Two Yale-owned buildings on Hillhouse Avenue in New Haven have been earmarked for the university’s new professional school of global affairs.
Two buildings in early morning light.

T.M. Evans Hall and Steinbach Hall (Photo: Dan Renzetti)

Two Yale-owned buildings on Hillhouse Avenue in New Haven have been earmarked for the university’s new professional school of global affairs, scheduled to open in fall 2022.

The future Jackson School of Global Affairs, now called the Jackson Institute for Global Affairs, will occupy T.M. Evans Hall and Steinbach Hall. Located directly across the street from Horchow Hall, the administrative home of the Jackson Institute, the buildings will provide the new school with much-needed office space for its growing faculty roster.

As we expand the faculty and welcome new classes of students, we are delighted that these buildings will become the home for the Yale Jackson School,” said Pericles Lewis, Yale’s vice president for global strategy and vice provost for academic initiatives.

The two adjacent buildings — which are connected via a basement-level passageway — also feature ample meeting rooms, student study areas, an event space, and several small kitchens. A small courtyard with picnic tables is located between the two houses.

Both buildings are currently being used as office space for academic departments whose permanent spaces, located in Kline Tower, are currently under renovation.

Horchow Hall, a four-story, Civil War-era stone house located at 55 Hillhouse Avenue, at the intersection with Sachem Street, will continue to be occupied by Jackson.

All three buildings are located in the Hillhouse Avenue Historic District, a tree-lined boulevard known for its genteel beauty that runs parallel to Whitney Avenue.
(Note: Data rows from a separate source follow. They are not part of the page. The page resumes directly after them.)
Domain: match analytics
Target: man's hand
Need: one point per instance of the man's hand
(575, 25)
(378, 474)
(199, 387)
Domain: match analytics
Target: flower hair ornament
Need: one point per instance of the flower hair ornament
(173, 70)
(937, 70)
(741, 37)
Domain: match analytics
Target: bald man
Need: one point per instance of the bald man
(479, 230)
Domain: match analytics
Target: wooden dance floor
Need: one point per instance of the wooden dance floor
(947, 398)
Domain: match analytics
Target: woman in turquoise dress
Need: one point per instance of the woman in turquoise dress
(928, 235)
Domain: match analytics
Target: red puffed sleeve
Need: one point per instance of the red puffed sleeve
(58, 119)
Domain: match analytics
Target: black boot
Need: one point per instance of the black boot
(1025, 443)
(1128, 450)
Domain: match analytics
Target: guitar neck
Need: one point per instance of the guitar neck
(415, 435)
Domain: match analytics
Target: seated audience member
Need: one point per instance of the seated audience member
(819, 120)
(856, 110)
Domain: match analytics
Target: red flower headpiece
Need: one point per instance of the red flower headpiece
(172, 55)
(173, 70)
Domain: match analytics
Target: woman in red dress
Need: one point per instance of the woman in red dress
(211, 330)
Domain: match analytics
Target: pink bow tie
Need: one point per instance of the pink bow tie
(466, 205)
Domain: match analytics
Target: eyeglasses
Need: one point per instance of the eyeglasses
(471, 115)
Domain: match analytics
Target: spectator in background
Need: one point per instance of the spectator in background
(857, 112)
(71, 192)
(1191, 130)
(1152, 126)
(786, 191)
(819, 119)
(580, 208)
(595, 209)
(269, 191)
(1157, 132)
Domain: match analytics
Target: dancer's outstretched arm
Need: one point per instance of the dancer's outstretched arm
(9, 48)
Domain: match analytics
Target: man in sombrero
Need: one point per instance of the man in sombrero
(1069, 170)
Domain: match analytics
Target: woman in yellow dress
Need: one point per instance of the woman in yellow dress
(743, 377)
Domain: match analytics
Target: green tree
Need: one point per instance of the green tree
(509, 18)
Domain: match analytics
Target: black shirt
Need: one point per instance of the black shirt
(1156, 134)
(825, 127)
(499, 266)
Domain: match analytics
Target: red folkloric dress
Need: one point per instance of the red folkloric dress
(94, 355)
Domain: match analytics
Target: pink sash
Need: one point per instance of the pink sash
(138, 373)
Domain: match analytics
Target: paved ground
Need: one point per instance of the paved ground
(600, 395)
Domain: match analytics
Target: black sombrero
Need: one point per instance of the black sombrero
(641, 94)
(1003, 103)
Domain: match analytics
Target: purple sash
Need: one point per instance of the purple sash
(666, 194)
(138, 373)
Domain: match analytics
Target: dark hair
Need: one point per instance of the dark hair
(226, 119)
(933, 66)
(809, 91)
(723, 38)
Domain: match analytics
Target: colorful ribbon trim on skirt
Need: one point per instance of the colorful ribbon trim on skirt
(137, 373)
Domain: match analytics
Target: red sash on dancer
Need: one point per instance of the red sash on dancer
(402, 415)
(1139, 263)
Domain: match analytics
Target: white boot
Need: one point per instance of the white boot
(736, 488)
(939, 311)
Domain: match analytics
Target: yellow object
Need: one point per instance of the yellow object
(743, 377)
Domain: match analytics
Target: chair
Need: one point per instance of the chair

Steinbach Hall (#52) was constructed in 1848-49 on the model of an Italian villa. The adjacent T.M. Evans Hall (#56), which was completed 10 years earlier, had been based on a more simplified, boxy Tuscan style. It has undergone significant alterations and additions incorporating an eclectic blend of Egyptian, Renaissance, Greek revival and, Federalist themes.

The Jackson School will take occupancy of the buildings sometime after its official opening.

In April 2019, the Yale Board of Trustees approved the transformation of the Jackson Institute into a school. The Yale Jackson School of Global Affairs will be the first professional school created at Yale since the establishment of the Yale School of Management, which opened in 1976.

Jackson’s transition is well underway. The process of hiring world-class research faculty for the Jackson School has begun, along with fundraising efforts to build the school’s endowment. To date, the university has raised $175 million in gifts and pledges towards its $210 million goal and is on track to meet its goal by the time the school opens in fall 2022.